Transfer tests have been postponed for two weeks
Transfer tests have been postponed for two weeks Transfer tests have been postponed for two weeks

Never mind your Free Derry Corner, your rent and rates strike and your no-go areas - today's column comes from the north's first academic selection-free zone in south Down and south Armagh.

Because of the coronavirus, Catholic grammar schools in Newry and Kilkeel have abandoned academic selection for this year.

With the rest of the north (except Craigavon) in selection lockdown, the children of my area were liberated from a system which aims to determine their life chances at the age of 11. Welcome to educational bandit country.

So why did it happen, what difference will it make and might it herald a new beginning for education here? (And education here certainly needs a new beginning).

It all began when Archbishop Eamon Martin called for academic selection to be suspended because of the pandemic. Four Newry schools in his Dromore diocese agreed, plus one in Kilkeel, which is in Down and Connor.

(Why only Kilkeel in Down and Connor? Maybe geographical proximity to Newry outweighed ecclesiastical authority from Belfast and Kilkeel re-enacted the Great Schism of 1054, which divided the Catholic Church from the Eastern Orthodox.)

Education Minister Peter Weir opposes abandoning selection, because there is "no viable alternative to put in its place". That's a bit like saying we cannot cure cancer until we have something to put in its place. The five schools will simply use their own entrance criteria.

(Declaring an interest: I spent 40 years in education as teacher, manager or governor at every level from nursery to university. I believe that academic selection is no more than an irrelevant, intellectual egg and spoon race, which runs counter to the spirit and purpose of education.)

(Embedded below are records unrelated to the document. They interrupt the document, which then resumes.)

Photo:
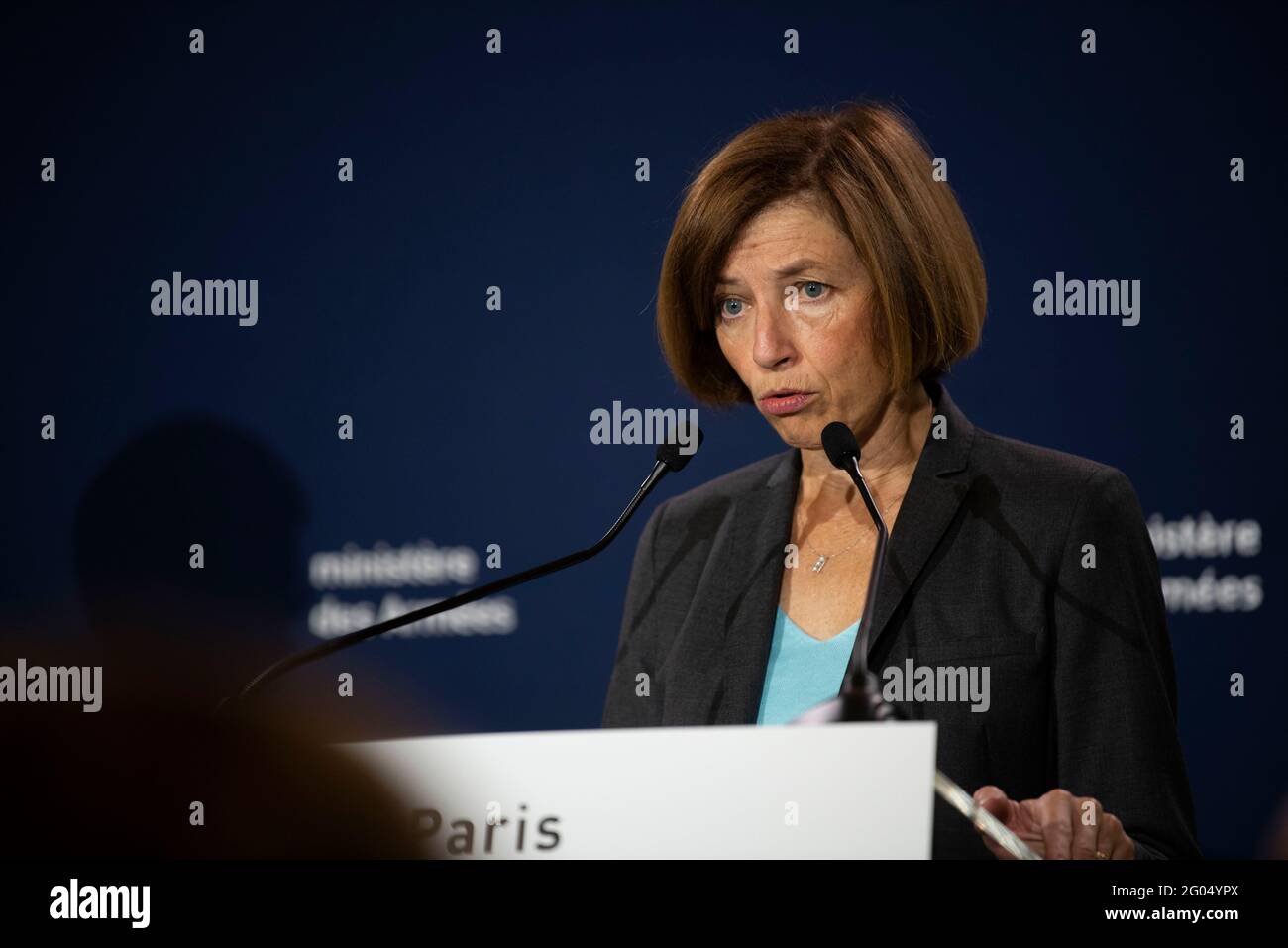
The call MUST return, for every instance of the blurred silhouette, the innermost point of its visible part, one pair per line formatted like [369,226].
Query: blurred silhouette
[172,642]
[191,635]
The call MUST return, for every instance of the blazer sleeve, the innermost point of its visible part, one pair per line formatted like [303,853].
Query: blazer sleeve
[634,702]
[1115,681]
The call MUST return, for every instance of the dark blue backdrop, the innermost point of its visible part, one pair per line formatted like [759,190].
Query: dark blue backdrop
[516,170]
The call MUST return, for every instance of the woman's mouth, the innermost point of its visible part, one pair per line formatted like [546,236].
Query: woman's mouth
[786,402]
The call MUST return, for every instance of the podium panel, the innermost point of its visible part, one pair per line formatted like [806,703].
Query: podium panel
[838,791]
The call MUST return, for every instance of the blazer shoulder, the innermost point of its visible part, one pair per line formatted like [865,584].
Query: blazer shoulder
[1020,463]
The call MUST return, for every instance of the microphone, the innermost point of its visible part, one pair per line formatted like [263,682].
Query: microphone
[669,459]
[861,698]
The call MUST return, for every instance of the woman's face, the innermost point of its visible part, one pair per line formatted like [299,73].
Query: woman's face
[794,318]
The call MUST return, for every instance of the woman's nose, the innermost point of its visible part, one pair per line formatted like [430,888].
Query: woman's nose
[773,342]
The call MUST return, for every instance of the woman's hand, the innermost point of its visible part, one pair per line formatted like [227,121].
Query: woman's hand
[1057,826]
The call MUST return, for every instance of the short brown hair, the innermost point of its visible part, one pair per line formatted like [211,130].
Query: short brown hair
[871,167]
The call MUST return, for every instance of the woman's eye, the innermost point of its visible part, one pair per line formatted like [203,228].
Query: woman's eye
[812,290]
[730,313]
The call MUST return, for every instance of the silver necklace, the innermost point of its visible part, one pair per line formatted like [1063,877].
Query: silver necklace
[824,557]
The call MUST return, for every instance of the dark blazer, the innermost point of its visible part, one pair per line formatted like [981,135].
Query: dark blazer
[984,567]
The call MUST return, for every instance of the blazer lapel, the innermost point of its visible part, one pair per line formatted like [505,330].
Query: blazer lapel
[939,483]
[729,626]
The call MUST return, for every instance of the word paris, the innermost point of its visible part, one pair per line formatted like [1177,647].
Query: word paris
[1089,298]
[652,427]
[179,296]
[81,685]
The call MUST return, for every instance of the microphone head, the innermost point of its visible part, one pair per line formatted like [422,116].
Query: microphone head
[840,443]
[670,454]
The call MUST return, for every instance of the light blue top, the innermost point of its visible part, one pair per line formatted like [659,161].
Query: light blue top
[803,670]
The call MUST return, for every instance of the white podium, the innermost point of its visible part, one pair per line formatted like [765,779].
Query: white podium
[837,791]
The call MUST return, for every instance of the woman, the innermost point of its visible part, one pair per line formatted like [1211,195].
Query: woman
[818,270]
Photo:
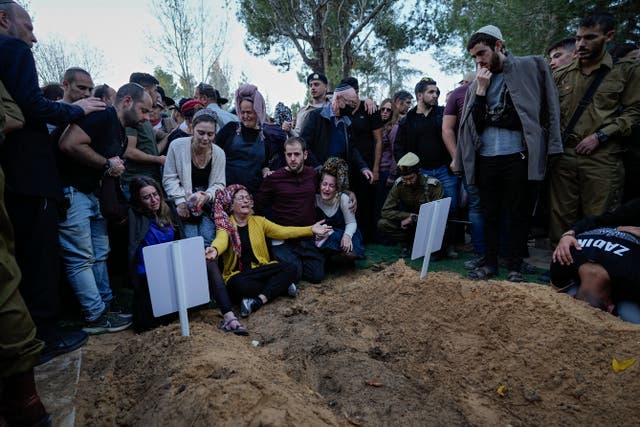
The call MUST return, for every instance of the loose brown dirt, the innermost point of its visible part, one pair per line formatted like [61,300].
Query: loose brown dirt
[375,348]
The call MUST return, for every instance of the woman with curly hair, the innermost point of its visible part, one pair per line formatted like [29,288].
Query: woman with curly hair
[332,206]
[252,278]
[151,221]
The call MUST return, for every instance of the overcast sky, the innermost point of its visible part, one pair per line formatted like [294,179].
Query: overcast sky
[118,27]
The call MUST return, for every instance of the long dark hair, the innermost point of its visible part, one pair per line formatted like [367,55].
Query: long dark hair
[163,216]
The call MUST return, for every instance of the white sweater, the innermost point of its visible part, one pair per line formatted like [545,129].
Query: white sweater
[330,209]
[176,178]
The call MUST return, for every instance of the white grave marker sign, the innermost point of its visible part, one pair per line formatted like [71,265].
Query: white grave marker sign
[432,220]
[177,276]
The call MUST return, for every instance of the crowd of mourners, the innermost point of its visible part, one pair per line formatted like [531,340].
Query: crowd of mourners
[93,172]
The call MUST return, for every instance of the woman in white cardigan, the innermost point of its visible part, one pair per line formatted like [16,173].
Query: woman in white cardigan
[193,172]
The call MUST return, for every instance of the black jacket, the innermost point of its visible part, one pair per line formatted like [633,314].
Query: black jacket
[28,155]
[317,133]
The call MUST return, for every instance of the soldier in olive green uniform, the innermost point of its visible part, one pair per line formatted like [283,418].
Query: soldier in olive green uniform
[19,348]
[587,179]
[412,189]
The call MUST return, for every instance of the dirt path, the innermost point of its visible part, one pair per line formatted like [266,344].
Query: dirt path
[375,349]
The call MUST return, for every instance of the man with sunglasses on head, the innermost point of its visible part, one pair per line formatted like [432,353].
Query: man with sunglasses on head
[33,189]
[90,150]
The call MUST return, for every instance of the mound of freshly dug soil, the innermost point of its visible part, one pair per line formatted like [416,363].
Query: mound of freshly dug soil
[379,348]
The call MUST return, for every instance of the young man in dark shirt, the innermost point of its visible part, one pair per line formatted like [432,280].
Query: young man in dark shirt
[290,192]
[92,148]
[366,136]
[420,132]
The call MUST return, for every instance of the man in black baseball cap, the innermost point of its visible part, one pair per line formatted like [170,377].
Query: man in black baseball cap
[212,100]
[317,83]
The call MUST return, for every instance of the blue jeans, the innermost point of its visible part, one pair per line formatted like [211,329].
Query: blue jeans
[84,246]
[124,186]
[206,228]
[627,310]
[333,243]
[449,182]
[475,217]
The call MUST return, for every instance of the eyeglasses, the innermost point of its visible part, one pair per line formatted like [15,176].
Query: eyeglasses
[150,196]
[243,198]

I spent those years arguing against academic selection (which, you politely suggest, indicates that I am not much good at arguing) and this development is the first hint of progress. If some grammar schools can use their own entrance criteria this year, why can't every grammar school do it every year?

Maybe the five schools should follow the ethos of the Bruree (Co Limerick) bakery soviet in 1921. Its banner read, "We make bread, not profits". The schools' banner might proclaim, "We prioritise education over social engineering."

Academic selection is meant to select those suitable for university. But the purpose of universities is unclear, often valuing research over teaching. To counter this, the south has 14 Institutes of Technology (soon to become technological universities) offering high quality learning. The north has no equivalent.

Patrick Murphy
Patrick Murphy Patrick Murphy

Instead, Stormont placed universities in the economy department. Our political parties know little about the economy and less about education. We need to re-shape our entire learning system.

So after 73 years of academic selection, are we an educated society? (Look at our politics.) Are we a learned society? (Look at the thirty per cent of our children who leave school with basically no qualifications.) A fairer society? (Look at the 120,000 children here in poverty.)

The DUP supports academic selection. Having failed to abolish it (while making it another sectarian issue) Sinn Féin's leadership is silent. Instead, Mary Lou regales us about how she might have joined the IRA had she lived in the north. (I could have sworn the IRA was an all-Ireland organisation.)

(Personal confession: had I been alive in 1014, "there is every possibility" that I would have joined Brian Boru in the Battle of Clontarf, shouting "Danes Out!")

When Peter Weir begins the equivalent of the 1972 Operation Motorman (when the army invaded the no go areas) which side will SF be on? Was academic selection just another populist tactic (and, speaking of populism, whatever happened to an Irish Language Act)?

Meanwhile the five innovative schools should remember that the Bruree soviet collapsed when Sinn Féin's heroine (and later Fianna Fáil founder member) Countess Markievicz, threatened it with the IRA.

For most of the past century the IRA has been fighting for Ireland and ignoring its people. Will those who might have joined it pursue that tradition at Stormont?